A Mini Rant on Catered Events

On Wednesday night, I performed at an awards ceremony for a great social service organization. The event organizers were generous enough to invite us to the pre-ceremony reception, and encouraged us to eat, drink, and be merry. Yes, please! Yet, when I started traversing the reception floor–nearly knocking 12 things over, mind you–I was baffled and disappointed to find that absolutely none of the food had any labels. Now, this might be fine and dandy for most people in the room. They don’t need to know every ingredient in a dish, and are perfectly safe filling their plate. Unfortunately, I don’t have that luxury.

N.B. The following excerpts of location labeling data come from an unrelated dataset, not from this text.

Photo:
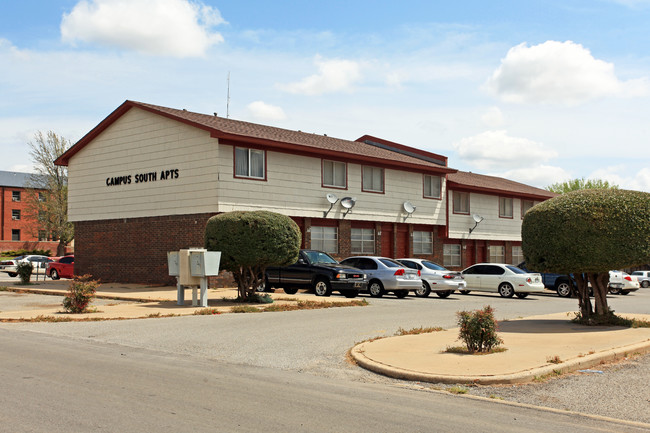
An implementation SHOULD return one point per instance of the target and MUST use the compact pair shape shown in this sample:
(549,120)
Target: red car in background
(61,268)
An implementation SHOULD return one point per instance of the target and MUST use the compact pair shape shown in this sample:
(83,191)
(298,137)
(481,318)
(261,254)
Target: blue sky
(535,91)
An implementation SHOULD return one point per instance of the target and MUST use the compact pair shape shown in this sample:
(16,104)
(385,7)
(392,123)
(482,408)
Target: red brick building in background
(19,231)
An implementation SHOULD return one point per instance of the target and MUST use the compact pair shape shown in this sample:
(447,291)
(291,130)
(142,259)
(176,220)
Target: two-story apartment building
(146,179)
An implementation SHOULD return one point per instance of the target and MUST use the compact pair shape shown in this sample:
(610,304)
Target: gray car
(386,275)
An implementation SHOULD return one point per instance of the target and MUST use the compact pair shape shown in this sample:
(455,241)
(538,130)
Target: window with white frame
(517,254)
(325,239)
(497,253)
(373,179)
(525,206)
(432,186)
(249,163)
(461,202)
(362,241)
(505,207)
(334,174)
(451,255)
(422,242)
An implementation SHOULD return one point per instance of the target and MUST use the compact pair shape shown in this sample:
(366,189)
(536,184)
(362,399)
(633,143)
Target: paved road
(59,385)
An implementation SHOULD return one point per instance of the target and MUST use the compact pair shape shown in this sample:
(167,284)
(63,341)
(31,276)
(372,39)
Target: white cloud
(178,28)
(498,150)
(561,72)
(333,76)
(493,118)
(260,110)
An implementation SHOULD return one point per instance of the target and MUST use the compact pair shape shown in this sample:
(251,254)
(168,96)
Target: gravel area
(620,391)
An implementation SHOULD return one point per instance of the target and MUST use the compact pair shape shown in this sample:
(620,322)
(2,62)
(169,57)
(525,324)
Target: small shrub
(82,291)
(478,329)
(24,271)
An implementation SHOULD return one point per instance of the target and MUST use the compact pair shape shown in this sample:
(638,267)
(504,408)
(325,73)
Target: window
(497,253)
(422,243)
(249,163)
(505,207)
(432,186)
(461,202)
(334,174)
(517,255)
(525,206)
(451,255)
(373,179)
(325,239)
(363,241)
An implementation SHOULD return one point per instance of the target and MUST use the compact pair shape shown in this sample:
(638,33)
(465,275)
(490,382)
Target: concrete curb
(357,353)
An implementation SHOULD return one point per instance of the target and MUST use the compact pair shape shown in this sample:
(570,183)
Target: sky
(534,91)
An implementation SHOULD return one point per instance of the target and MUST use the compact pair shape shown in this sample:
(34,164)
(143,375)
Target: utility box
(172,263)
(204,263)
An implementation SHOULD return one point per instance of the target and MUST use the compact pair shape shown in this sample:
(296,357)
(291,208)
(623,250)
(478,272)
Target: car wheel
(322,288)
(423,291)
(506,290)
(563,289)
(376,289)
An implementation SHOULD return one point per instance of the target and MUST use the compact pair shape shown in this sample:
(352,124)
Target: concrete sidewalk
(532,343)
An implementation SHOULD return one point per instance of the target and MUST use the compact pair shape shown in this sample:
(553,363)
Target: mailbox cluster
(192,267)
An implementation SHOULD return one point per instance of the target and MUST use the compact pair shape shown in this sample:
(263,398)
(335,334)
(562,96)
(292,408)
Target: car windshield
(391,263)
(515,269)
(433,266)
(319,257)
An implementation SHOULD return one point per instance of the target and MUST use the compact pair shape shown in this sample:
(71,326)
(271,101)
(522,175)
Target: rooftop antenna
(228,99)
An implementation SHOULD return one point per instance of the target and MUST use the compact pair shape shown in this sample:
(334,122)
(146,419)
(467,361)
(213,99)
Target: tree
(250,242)
(578,184)
(49,205)
(588,233)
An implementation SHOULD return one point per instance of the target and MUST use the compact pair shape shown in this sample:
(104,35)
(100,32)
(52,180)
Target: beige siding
(293,187)
(141,142)
(492,227)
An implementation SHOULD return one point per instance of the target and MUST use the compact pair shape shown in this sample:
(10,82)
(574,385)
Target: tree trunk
(583,296)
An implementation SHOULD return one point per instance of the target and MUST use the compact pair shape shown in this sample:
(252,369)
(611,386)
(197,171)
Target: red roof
(245,133)
(463,180)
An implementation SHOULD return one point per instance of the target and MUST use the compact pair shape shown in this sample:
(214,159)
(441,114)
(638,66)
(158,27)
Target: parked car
(621,283)
(507,280)
(38,262)
(386,275)
(562,284)
(435,278)
(317,270)
(63,267)
(643,277)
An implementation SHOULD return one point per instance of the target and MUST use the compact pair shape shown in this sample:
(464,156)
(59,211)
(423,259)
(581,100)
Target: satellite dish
(348,203)
(332,199)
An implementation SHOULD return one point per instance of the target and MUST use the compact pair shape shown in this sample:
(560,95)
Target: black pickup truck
(319,271)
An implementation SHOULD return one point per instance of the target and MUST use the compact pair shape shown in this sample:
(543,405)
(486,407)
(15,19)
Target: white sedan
(435,278)
(507,280)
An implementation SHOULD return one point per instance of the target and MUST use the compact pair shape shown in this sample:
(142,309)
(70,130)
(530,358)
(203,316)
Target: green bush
(24,271)
(478,329)
(81,293)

In such circumstances, I usually can find some safe dishes, but always bypass the dessert table. Yet, at this event, the dishes were so obviously complex that even taking a piece of chicken seemed risky. At every turn, I worried that something had a peanut glaze, the fried foods were fried in peanut oil, that nuts could be lurking in the salad. And you know what, I was right to be worried. A friend (without allergies) starting eating some fancy cole-slaw dish (served in martini glass, mind you), and immediately said “Oh yah – there are totally nuts in this!”

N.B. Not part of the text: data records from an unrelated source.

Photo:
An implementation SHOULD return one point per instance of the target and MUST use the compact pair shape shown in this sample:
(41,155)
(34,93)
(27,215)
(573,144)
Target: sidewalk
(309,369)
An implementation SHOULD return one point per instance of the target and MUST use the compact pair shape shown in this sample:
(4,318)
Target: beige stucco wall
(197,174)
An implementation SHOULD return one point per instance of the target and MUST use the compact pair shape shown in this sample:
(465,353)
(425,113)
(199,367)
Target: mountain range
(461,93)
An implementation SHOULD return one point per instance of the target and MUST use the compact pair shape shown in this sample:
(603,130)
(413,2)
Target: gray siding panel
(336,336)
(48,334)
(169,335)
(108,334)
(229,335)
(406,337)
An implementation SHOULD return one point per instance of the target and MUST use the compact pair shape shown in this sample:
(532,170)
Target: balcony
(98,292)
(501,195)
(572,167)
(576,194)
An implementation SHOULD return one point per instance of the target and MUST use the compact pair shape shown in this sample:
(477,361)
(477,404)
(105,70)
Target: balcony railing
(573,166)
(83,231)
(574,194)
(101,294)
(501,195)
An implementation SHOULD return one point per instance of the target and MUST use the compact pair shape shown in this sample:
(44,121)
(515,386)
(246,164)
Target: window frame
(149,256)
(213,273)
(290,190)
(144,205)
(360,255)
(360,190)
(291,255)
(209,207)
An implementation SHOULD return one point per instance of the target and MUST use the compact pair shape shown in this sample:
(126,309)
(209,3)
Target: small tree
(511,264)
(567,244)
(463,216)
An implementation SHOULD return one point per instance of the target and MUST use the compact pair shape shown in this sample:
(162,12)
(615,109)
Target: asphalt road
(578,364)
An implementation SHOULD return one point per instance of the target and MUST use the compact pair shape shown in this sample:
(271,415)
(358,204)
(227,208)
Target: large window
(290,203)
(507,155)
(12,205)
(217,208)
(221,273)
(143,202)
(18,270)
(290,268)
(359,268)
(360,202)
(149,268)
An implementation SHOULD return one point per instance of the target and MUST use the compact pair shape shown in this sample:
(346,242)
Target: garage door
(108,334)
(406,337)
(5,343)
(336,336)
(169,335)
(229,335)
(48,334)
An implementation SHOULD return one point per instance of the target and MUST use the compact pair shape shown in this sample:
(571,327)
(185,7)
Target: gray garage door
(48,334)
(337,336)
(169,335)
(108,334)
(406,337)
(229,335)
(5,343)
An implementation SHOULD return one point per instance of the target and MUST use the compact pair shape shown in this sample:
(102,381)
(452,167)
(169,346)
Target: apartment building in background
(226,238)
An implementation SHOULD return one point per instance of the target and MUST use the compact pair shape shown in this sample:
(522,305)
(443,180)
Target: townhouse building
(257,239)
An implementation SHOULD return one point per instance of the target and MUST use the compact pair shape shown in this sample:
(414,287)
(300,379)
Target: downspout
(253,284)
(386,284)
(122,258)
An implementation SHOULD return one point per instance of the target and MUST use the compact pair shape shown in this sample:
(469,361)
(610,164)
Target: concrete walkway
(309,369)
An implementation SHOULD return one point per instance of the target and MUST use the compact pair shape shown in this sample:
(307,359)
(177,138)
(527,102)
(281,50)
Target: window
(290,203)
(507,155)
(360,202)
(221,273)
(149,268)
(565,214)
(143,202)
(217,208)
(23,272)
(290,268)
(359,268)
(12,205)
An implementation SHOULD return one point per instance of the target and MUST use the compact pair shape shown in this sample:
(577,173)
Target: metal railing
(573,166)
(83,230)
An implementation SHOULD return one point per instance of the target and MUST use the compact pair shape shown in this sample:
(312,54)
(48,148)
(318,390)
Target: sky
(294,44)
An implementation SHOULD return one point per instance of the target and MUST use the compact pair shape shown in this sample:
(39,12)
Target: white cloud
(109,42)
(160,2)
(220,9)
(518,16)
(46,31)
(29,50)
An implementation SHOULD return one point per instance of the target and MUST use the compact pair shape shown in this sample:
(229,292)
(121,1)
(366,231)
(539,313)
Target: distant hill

Now, I know that I can’t expect a full list of ingredients written on a card next to the food, nor can I expect that the servers will be able to accurately tell me if a dish has a certain allergen (they really don’t have the time or knowledge base to do that). However, it would be easy enough to identify dishes that do have common allergens, and simply put up a little placard next to the dish that says, “contains nuts” or “has dairy ingredients.”  I know I’ll never be able to feel completely comfortable at catered events like these (unless I’m the one that’s planning the menu and ordering the food, which I do quite frequently), but really, catering companies should really jump on this dietary-restrictions-are-a-big-deal bandwagon. A little more thought and planning might lead to safer and more enjoyable experiences for guests with dietary restrictions. As it was, I filled up on pineapple chunks, grapes and some crackers. Sigh.

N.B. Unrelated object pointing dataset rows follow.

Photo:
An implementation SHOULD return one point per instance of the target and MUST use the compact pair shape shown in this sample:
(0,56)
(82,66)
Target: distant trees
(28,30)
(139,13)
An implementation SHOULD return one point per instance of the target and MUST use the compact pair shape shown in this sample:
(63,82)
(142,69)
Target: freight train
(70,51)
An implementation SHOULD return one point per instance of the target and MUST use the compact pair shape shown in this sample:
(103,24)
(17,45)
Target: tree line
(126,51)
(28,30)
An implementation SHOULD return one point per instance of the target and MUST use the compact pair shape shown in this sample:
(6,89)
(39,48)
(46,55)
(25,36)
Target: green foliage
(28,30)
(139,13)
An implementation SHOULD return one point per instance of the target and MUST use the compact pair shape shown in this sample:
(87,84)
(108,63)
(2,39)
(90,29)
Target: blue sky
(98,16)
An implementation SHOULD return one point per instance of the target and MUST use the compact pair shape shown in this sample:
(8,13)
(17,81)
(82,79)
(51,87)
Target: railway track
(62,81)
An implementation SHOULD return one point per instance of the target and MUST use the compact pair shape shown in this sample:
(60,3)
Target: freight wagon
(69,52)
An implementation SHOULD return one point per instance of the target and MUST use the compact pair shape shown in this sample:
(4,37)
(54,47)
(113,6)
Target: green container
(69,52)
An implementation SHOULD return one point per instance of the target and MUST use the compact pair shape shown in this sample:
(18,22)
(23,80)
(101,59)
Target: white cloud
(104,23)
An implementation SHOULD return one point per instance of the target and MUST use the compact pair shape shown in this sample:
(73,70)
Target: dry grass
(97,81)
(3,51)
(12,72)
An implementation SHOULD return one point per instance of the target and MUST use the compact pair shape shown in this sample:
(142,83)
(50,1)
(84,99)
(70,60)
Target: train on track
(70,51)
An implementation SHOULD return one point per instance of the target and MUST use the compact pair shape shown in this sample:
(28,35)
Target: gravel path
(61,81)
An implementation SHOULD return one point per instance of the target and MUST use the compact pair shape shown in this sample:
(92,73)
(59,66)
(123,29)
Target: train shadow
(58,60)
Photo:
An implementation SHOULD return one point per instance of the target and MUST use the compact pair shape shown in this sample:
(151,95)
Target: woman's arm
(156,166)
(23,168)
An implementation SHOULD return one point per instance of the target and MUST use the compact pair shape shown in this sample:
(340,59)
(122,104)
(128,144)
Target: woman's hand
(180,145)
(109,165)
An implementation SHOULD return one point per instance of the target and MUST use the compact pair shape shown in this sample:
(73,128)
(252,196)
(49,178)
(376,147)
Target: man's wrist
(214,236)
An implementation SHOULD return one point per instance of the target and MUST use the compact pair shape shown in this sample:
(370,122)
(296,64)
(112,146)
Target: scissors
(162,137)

3 thoughts on “A Mini Rant on Catered Events

  1. I can totally commiserate! I agree that caterers should be more sensitive about food allergens. The problem is also that frequently the event’s waitstaff can’t even tell you what’s in the food since they didn’t prepare it 😦 I had this problem in even planning my wedding last year. I told our caterer at least 600 times what my food allergies were and she kept mixing them up.

  2. I find that this happens at fancier restaurants too – peanut glaze, peanut sauce, peanuts peanuts peanuts. Sesame, too. I don’t go to many catered events, but recently, I was at the buffet/salad bar at Whole Foods, where they stick a card listing ingredients next to each item. I saw an item that obviously contained nuts, but it wasn’t even listed on the ingredients. Scary.